On Thursday 28th, Nov., I’ll be attending the PhD thesis committee of two students from University ‘Politehnica’ of Bucharest, Gabriel Gutu and Ionut Paraschiv, supervised by Stefan Trausan-Matu.
Gabriel Gutu‘s thesis is entitled “Discourse Analysis based on Semantic Modelling and Textual Complexity” and aims at extending some ReaderBench‘s functionalities in the domain of CSCL discussion analysis.
Ionut Paraschiv’s thesis (Semantic Meta-Annotation and Comprehension Modeling) also adds features to ReaderBench, in comprehension modeling and scientometrics.
For more information, read below their summaries.
Gabriel Gutu thesis’ summary
The exponential growth of digital documents, together with the necessity for analysis and extraction of valuable information within them, bring routine work for people. The opportunity for development of automated discourse analysis services and techniques leads to automation of laborious operations. In the long run, the transferring of tiresome operations into computerized systems would allow people to focus on “high level” assignments that lead to interesting ideas and provide the means to extract thoughts and understandings that are currently hardly interpreted by computers.
Discourse analysis refers to the extraction of relevant information from documents by using techniques of analysis known in scientific literature as Natural Language Processing. The services presented in this thesis make use of recent advancements in the field by integrating semantic models and textual complexity factors. Semantic models allow the mapping of documents into mathematical representations that provide comparison and scoring for units of texts, be them either simple words, sentences, paragraphs or even entire documents. Of the semantic models, the thesis relies on Latent Semantic Analysis, Latent Dirichlet Allocation and the more recent Word2vec. The WordNet ontology is the lexicon used as alternative to semantic models. Compared to semantic models, a lexicon expresses “more natural” relations between units of texts because of relying on a dictionary and using relations between words that are created in collaboration with linguists.
The experiments were performed by extending ReaderBench, a multi-lingual Natural Language Processing open-source framework. Two directions were followed: 1) analysis of Computer Supported Collaborative Learning (CSCL) chat conversations; 2) automation of processes of discourse analysis through mechanisms adaptable to various scenarios relying on textual content. The studies performed on CSCL conversations targeted the idea of developing an automated mechanism of detection of implicit links, facility that is missing in chat platforms. By integrating such a mechanism, the outlined relations between utterances may ease processes like detection of topics, voices or lexical chains. The researches performed on documents included automated classification of documents, assessment of documents’ quality or automated scoring of students’ assignments in a Massive Open Online Course platform. The mechanisms were validated on real world data extracted. Services were exposed through an Application Programming Interface.

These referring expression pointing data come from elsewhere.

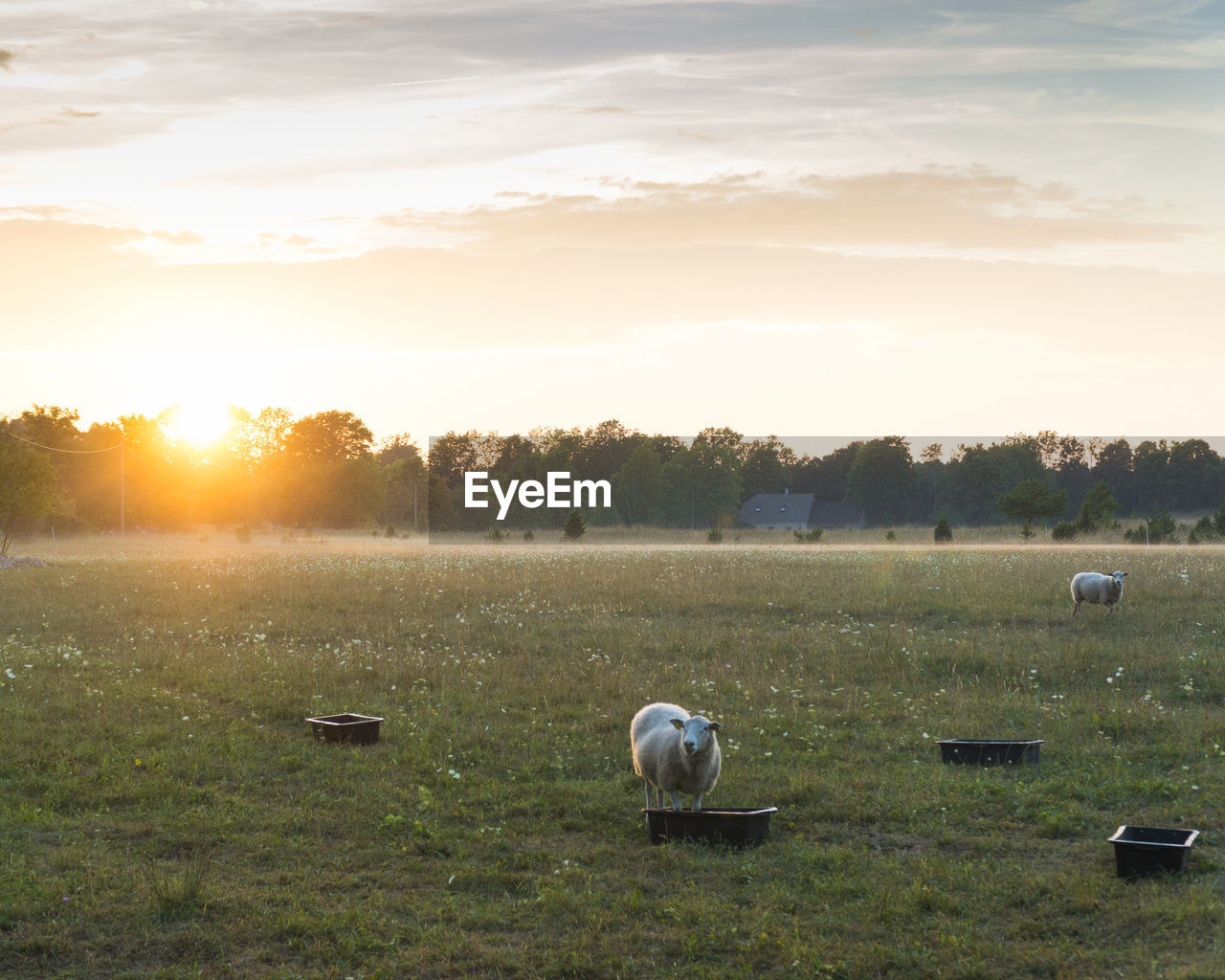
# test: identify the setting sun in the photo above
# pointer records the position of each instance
(199, 424)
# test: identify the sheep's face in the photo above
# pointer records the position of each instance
(696, 733)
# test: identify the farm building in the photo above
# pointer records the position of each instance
(799, 512)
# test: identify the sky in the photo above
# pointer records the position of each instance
(803, 218)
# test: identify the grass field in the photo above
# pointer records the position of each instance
(167, 813)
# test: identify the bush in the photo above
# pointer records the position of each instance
(1064, 530)
(1158, 529)
(1203, 530)
(574, 527)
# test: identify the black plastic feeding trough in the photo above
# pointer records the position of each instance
(1141, 852)
(989, 751)
(359, 729)
(736, 827)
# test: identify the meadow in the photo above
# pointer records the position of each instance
(167, 813)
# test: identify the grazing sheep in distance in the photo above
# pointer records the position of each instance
(1094, 587)
(674, 752)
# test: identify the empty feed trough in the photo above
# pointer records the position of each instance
(358, 729)
(738, 827)
(990, 751)
(1141, 852)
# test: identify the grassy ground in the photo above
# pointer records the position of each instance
(167, 813)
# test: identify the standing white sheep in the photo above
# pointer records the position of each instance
(1094, 587)
(674, 752)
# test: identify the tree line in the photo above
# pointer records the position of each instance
(324, 471)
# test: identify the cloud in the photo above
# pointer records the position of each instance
(438, 299)
(970, 211)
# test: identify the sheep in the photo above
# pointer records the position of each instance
(674, 752)
(1094, 587)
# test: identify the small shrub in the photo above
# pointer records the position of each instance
(1159, 528)
(1064, 530)
(574, 527)
(1204, 530)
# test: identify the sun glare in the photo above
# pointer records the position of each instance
(197, 424)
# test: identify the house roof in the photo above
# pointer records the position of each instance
(778, 508)
(768, 510)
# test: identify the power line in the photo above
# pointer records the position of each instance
(56, 449)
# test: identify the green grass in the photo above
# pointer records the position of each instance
(168, 814)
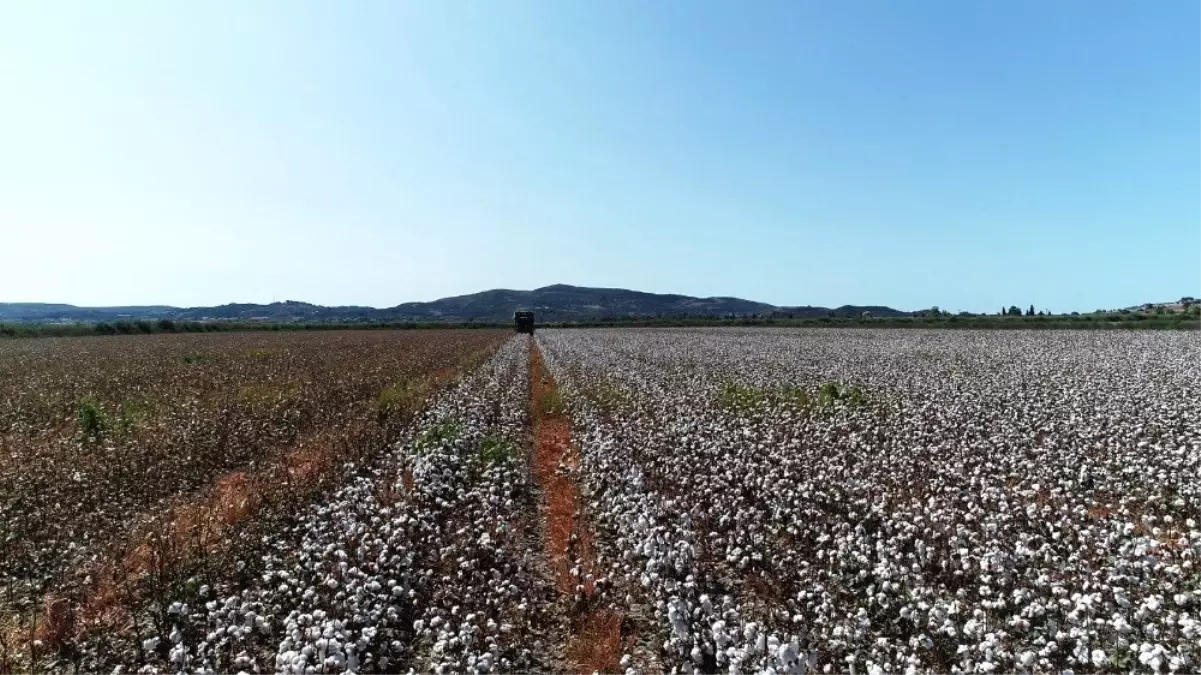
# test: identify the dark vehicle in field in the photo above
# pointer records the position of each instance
(523, 322)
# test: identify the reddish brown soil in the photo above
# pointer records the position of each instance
(596, 639)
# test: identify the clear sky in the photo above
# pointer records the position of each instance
(962, 154)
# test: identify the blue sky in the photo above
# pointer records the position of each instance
(913, 154)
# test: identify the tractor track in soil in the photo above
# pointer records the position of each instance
(595, 632)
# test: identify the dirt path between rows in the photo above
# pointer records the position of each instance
(595, 639)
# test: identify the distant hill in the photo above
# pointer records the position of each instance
(557, 303)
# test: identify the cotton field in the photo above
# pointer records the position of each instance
(626, 501)
(871, 501)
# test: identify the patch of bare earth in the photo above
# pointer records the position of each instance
(595, 639)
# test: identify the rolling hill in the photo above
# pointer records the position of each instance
(557, 303)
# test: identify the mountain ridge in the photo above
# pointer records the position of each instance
(555, 303)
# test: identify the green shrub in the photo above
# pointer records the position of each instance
(796, 396)
(741, 398)
(91, 418)
(496, 449)
(829, 393)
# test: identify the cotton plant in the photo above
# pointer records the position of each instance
(992, 502)
(416, 563)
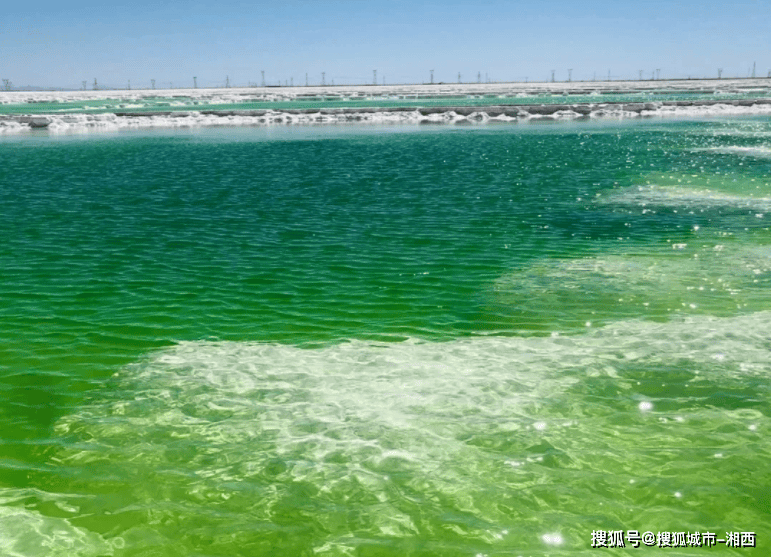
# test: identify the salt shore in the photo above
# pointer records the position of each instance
(458, 103)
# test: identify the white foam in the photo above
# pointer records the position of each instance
(686, 197)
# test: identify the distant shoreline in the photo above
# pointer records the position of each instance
(581, 84)
(444, 103)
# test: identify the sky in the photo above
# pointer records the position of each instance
(62, 44)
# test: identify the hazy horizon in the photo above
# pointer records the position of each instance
(60, 46)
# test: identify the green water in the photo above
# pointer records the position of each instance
(487, 340)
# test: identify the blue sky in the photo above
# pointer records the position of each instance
(62, 44)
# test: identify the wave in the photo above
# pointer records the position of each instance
(387, 442)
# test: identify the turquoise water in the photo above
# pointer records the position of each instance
(478, 340)
(184, 102)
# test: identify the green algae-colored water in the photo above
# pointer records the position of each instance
(478, 340)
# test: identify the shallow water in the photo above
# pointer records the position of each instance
(486, 340)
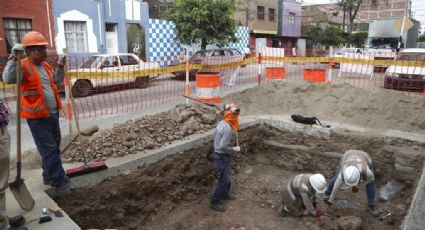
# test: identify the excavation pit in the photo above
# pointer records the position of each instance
(174, 192)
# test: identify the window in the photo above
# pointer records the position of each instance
(291, 18)
(111, 27)
(271, 15)
(14, 30)
(76, 36)
(260, 12)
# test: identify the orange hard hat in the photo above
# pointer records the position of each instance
(33, 38)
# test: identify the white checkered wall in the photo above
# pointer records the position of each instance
(242, 33)
(165, 50)
(162, 46)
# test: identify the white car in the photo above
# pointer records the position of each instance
(111, 69)
(407, 73)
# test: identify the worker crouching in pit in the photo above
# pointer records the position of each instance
(356, 168)
(224, 147)
(299, 196)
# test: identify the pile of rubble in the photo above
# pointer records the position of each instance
(149, 132)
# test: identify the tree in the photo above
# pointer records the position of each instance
(358, 39)
(350, 9)
(205, 21)
(330, 36)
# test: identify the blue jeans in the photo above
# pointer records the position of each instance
(370, 188)
(222, 164)
(47, 138)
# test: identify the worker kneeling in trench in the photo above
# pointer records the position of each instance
(299, 197)
(356, 168)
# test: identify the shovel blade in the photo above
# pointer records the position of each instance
(22, 195)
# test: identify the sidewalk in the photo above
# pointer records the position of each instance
(33, 179)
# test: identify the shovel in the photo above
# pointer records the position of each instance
(17, 187)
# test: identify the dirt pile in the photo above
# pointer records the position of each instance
(380, 109)
(148, 132)
(174, 193)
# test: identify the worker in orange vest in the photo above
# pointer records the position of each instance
(40, 105)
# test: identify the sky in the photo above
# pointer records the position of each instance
(418, 8)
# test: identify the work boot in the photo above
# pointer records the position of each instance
(63, 190)
(49, 182)
(18, 228)
(374, 211)
(229, 196)
(217, 206)
(16, 221)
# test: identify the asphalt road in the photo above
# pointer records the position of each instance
(116, 104)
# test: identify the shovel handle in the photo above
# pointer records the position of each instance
(18, 115)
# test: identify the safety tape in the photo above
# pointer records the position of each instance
(217, 67)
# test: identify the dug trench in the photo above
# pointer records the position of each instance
(174, 193)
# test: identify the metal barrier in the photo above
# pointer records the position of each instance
(108, 85)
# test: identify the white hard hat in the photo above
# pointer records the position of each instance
(351, 176)
(318, 182)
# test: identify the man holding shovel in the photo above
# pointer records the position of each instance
(223, 148)
(40, 105)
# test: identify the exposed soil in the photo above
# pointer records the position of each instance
(149, 132)
(339, 103)
(382, 109)
(174, 193)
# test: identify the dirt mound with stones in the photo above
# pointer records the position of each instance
(148, 132)
(379, 109)
(174, 193)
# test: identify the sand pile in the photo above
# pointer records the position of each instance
(379, 109)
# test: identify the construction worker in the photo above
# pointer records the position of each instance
(6, 223)
(224, 147)
(355, 168)
(299, 197)
(40, 104)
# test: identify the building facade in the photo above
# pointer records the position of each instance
(332, 14)
(20, 16)
(272, 23)
(85, 27)
(290, 26)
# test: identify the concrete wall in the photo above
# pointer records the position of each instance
(89, 11)
(96, 13)
(164, 49)
(291, 30)
(38, 11)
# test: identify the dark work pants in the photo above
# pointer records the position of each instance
(222, 164)
(47, 137)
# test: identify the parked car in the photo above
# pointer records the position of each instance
(404, 77)
(109, 69)
(344, 53)
(209, 57)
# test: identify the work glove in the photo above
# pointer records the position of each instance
(17, 48)
(318, 213)
(327, 202)
(61, 59)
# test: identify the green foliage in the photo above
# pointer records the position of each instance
(330, 36)
(207, 21)
(313, 34)
(358, 39)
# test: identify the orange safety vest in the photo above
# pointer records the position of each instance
(33, 103)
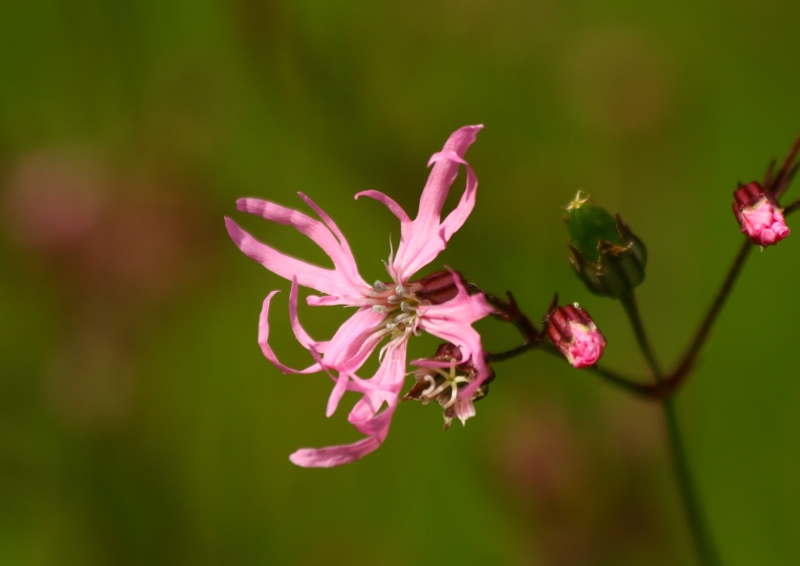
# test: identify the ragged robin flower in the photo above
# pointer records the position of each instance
(390, 311)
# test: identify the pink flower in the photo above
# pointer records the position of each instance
(575, 334)
(438, 304)
(759, 215)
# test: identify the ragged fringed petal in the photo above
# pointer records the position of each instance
(300, 332)
(354, 341)
(263, 341)
(328, 281)
(327, 236)
(426, 235)
(364, 418)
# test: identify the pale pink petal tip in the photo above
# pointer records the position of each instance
(334, 455)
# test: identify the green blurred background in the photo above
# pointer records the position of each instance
(139, 422)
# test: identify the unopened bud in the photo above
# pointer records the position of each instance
(759, 215)
(575, 334)
(606, 254)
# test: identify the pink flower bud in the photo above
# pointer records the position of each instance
(759, 215)
(574, 333)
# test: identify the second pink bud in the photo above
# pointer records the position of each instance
(575, 334)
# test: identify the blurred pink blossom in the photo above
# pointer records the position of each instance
(439, 304)
(574, 332)
(759, 215)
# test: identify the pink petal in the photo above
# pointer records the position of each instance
(387, 383)
(263, 337)
(426, 235)
(323, 280)
(363, 417)
(299, 332)
(335, 455)
(452, 321)
(336, 394)
(395, 208)
(337, 250)
(460, 213)
(354, 341)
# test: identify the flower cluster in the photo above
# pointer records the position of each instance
(390, 311)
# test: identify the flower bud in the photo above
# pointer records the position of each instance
(759, 215)
(440, 378)
(575, 334)
(606, 255)
(436, 288)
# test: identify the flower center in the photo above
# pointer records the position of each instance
(400, 304)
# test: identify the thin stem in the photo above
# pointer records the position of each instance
(632, 310)
(704, 545)
(702, 539)
(508, 354)
(687, 362)
(791, 208)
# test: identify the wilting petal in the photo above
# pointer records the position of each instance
(323, 280)
(263, 338)
(329, 238)
(452, 321)
(395, 208)
(363, 417)
(335, 455)
(426, 236)
(460, 213)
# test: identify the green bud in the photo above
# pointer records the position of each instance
(606, 255)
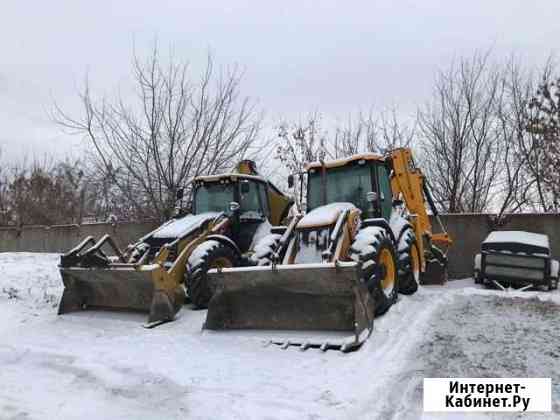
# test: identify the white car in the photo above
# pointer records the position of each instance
(516, 259)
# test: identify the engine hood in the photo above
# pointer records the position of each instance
(324, 215)
(179, 227)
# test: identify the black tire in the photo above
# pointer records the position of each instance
(370, 246)
(264, 249)
(209, 254)
(409, 263)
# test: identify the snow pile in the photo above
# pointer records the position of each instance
(324, 215)
(201, 251)
(31, 278)
(182, 226)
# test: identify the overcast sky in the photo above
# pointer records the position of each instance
(300, 56)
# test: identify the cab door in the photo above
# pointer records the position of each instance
(385, 192)
(253, 212)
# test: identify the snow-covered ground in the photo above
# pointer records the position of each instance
(105, 365)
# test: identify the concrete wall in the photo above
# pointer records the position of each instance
(467, 231)
(64, 237)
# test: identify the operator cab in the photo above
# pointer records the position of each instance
(240, 196)
(361, 179)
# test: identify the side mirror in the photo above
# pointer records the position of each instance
(371, 197)
(233, 206)
(290, 181)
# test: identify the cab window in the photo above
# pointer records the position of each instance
(249, 200)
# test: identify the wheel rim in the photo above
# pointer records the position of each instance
(221, 262)
(415, 263)
(388, 279)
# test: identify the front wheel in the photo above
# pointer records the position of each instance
(375, 249)
(208, 255)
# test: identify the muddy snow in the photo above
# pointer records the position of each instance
(106, 365)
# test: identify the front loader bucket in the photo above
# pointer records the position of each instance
(126, 287)
(327, 297)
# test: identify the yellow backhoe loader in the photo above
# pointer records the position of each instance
(365, 237)
(228, 213)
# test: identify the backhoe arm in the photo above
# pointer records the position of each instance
(408, 182)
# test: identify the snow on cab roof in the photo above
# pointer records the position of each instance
(217, 177)
(518, 236)
(344, 161)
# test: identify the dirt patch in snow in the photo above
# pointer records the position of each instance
(493, 336)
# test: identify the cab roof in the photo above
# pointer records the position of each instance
(231, 176)
(345, 161)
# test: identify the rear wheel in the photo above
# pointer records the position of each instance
(409, 263)
(375, 249)
(209, 254)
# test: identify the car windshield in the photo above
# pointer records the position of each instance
(344, 184)
(213, 196)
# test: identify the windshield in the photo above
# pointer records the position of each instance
(344, 184)
(213, 196)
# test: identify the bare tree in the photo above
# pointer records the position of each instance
(372, 133)
(178, 127)
(459, 135)
(543, 127)
(309, 141)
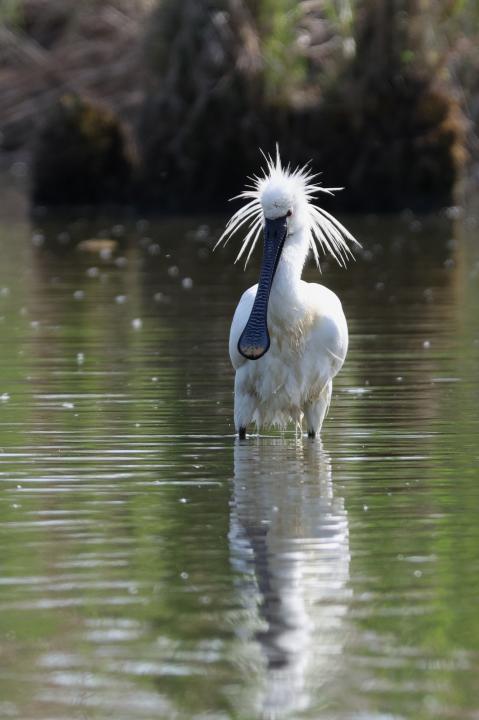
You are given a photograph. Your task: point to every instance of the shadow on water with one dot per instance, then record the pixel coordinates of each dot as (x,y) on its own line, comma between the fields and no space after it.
(152,566)
(289,543)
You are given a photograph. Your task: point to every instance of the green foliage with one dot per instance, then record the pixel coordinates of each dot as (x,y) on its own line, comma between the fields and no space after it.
(285,69)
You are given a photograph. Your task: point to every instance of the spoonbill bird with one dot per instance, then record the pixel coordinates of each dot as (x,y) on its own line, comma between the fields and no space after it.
(288,338)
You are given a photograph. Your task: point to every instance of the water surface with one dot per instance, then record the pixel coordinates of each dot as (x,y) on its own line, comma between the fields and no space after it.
(153,566)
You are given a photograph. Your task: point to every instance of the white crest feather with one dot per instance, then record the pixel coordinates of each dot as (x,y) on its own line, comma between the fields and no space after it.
(326,233)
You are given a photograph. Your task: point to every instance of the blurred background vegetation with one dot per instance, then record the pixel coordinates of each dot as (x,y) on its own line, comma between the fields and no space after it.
(164,104)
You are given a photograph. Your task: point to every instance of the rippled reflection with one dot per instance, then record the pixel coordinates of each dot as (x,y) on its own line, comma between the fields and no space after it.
(289,541)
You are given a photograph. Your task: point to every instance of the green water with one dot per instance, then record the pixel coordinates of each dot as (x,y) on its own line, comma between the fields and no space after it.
(153,567)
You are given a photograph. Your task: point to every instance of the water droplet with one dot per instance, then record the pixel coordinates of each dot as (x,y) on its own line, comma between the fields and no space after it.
(38,239)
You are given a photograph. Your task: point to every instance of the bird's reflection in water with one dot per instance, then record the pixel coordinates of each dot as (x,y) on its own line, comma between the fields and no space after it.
(289,543)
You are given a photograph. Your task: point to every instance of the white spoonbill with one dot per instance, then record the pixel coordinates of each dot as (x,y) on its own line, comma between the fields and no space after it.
(288,338)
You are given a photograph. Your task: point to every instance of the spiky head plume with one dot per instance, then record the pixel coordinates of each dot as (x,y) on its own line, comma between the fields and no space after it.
(299,186)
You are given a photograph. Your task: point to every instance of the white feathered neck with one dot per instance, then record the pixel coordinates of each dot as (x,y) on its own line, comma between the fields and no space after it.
(325,232)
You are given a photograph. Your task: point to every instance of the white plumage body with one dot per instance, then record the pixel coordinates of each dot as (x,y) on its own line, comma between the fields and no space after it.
(309,341)
(288,338)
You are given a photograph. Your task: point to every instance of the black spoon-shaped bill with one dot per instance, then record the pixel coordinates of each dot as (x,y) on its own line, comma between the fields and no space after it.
(254,341)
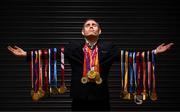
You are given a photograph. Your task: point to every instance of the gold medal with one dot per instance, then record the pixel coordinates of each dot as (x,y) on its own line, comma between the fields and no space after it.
(92,74)
(127,96)
(144,95)
(138,99)
(99,81)
(41,92)
(84,80)
(62,89)
(153,96)
(54,91)
(35,97)
(32,92)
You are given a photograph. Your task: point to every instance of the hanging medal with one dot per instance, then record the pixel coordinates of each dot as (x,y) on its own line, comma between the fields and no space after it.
(154,94)
(35,96)
(62,89)
(91,66)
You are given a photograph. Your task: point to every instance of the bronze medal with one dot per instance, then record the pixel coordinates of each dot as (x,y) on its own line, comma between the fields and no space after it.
(127,96)
(32,92)
(138,99)
(41,92)
(84,80)
(91,74)
(144,95)
(62,89)
(35,97)
(99,81)
(54,91)
(153,96)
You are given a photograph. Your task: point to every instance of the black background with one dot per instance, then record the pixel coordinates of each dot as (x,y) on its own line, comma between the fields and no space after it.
(132,24)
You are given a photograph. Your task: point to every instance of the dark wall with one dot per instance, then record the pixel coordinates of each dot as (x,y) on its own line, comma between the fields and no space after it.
(132,24)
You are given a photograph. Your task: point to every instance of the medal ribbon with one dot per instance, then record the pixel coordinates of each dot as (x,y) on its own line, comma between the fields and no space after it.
(55,68)
(40,69)
(149,70)
(126,73)
(62,66)
(138,73)
(122,68)
(154,94)
(131,72)
(49,59)
(36,72)
(32,70)
(135,70)
(144,72)
(91,61)
(45,70)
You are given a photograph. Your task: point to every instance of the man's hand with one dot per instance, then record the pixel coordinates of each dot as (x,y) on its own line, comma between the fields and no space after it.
(17,51)
(163,48)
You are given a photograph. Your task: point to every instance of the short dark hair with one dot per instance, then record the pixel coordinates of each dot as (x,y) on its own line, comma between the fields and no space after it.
(89,20)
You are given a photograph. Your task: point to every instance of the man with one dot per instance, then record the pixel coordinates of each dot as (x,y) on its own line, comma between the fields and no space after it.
(90,96)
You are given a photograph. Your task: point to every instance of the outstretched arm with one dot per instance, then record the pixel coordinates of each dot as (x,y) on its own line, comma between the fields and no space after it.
(17,51)
(163,48)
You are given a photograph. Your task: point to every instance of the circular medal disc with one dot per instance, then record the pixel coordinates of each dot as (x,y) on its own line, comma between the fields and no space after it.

The author of this thesis beliefs that the presented experiments could provide ideas for future studies and could ease the involved work by allowing researchers to focus on their topics while relying on the validated mechanisms by using the implemented services made available through the open-source ReaderBench framework.
Ionut Paraschiv thesis’ summary
Each domain, alongside its knowledge base, changes over time and each period is centered on specific topics that emerge from different ongoing research projects. A researcher’s daily activities usually involve the study of new papers and using the information for building solutions and observing how the domain evolves. Since the retrieval of documents from the Internet can lead to large data flows, it is important to consider other approaches for a more comprehensive analysis of the domain. In this context, the Semantic Meta Annotations focus on building a scalable paper annotation system that automatically retrieves papers on a given topic and tags them, to make the exploration phase of the research literature substantially easier.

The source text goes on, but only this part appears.